Тебя пугает власть? Не бойся, ты силен,
Пока для жизни предстоящей
Есть Промысл о тебе и есть в тебе Закон,
Возникший в купине горящей.

Как мил мне Божий мир! В набухших облаках
Прогалины лазури тонкой,
И пятна бузины - как кровь на локотках
В кустах бегущего внучонка,

И дождь, когда влажны крапива у оград
И пижмы желтое суконце,
И кажется, что лес - не лес, а вертоград,
И, как вино, вкушаешь солнце,

И та лощина, где меж вязов-богачей
Осины жмутся, как неровни,
И, может, камушки, - осколки кирпичей
Старинной сгубленной часовни.

Как много сгублено! Я видел сей содом:
Здесь, в страхе ночи деревенской,
Лев Каменев дрожал, с ума сходил Артем
И жег Париж Бруно Ясенский.

Здесь Бабель мне свою "Марию" подарил.
Зимой предсмертной наслаждаясь,
"От уз грамматики, - серьезно говорил, -
В Одессе я освобождаюсь,

К киоску подхожу: "Прошу стакан вода..."
Где эти речи озорные?
Где той зимы снега? Где той зимы среда?
Где Бабель и его Мария?

Где волк, который мог всплакнуть, задрав овцу,
И к вдохновенью приобщиться,
Над пропастью хитря, шатаясь, шел к концу,
Чтоб кончить как самоубийца?

Иные господа теперь гуляют здесь.
При встрече с нами отвернуться
Что принуждает их? Вражда? Бессилье? Спесь?
Боязнь к крамоле прикоснуться?

Рядятся призраки: вот барин - сановит,
Хотя филером был когда-то;
Вот сельский лавочник; а вот полезный жид
С походкой члена юденрата.

Жестоки ли они? Хитры? Коварны?

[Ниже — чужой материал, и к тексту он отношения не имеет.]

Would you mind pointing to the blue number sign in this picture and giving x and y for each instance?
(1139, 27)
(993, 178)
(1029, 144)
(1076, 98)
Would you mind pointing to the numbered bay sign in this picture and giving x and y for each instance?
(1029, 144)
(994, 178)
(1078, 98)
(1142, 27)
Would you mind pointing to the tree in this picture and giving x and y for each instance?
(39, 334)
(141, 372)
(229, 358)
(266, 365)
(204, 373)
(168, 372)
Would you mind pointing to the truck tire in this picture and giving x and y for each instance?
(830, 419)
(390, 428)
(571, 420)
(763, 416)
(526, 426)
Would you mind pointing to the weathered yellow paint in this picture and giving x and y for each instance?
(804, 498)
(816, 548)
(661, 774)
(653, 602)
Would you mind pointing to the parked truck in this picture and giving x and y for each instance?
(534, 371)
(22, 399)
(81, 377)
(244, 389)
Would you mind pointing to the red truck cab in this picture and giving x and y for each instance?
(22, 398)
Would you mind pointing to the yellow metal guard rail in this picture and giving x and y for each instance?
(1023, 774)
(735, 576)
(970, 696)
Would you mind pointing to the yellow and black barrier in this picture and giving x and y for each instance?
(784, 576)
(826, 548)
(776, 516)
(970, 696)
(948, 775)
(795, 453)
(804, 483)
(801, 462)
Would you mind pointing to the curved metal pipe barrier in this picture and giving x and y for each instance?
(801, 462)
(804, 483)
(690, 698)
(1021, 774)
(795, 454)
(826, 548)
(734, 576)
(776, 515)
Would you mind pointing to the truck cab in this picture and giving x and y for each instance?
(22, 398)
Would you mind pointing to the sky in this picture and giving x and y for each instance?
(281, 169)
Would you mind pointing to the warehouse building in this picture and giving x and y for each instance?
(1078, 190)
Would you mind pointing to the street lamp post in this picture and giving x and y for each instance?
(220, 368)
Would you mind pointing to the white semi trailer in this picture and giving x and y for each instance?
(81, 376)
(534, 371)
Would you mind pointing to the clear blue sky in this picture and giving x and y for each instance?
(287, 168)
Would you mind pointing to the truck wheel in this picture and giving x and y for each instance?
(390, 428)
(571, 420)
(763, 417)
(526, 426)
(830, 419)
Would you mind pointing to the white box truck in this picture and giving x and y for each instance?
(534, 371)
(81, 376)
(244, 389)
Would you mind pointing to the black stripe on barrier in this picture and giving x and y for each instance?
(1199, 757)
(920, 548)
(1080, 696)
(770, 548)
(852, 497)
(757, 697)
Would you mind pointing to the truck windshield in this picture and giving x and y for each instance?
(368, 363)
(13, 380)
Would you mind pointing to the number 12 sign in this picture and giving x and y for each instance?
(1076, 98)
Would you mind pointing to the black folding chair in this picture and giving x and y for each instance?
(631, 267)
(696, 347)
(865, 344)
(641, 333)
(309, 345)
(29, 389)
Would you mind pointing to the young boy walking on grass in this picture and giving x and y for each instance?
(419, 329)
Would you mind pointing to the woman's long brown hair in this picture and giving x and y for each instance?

Вздор,
Не снисходи сердиться, Инна!
Жесток бывает зверь, и человек хитер,
И в хищности трава повинна.

Но где ты видела, чтоб хищным был предмет?
Чтобы хитрило неживое?
Их нет: для жизни нет, но и для смерти нет,
То морок, марево дурное.

Вон тот, с бородкою, растаял, как фантом.
Спустился вечер синеватый.
Давай-ка к Лидии Корнеевне зайдем.
К ней можно: час пошел девятый.

Один из тех, кто был никем, а стал никто,
Сказал с кавказским простодушьем:
"Мешает людям жить осиное гнездо.
Мы дом Чуковского разрушим".

И в самом деле: дом, на воздухе держась,
И сыростью изъеден, рухнет.
Порвется ниточка - с прекрасным прошлым связь,-
И драгоценный луч потухнет.

Но по ночам не спит владелица луча,
И свет бесстрашно укрепляя,
Она работает, не слушаясь врача,
Упрямая, полуслепая.

И память движется с воинственным пером
По всем путям и перепутьям...
Мы вечером сидим на лавочке втроем,
Беседуем, грустим и шутим.

Опоры кое-как подправить удалось
Гуманитариям-студентам,
И дыры залепить; до утра улеглось
Корыто старое с цементом.

Мы удивляемся тому, что день погас,
Но зорко смотрит лунным кругом,
И вспоминаем ту, кто связывает нас
С бессмертьем, с правотой, друг с другом.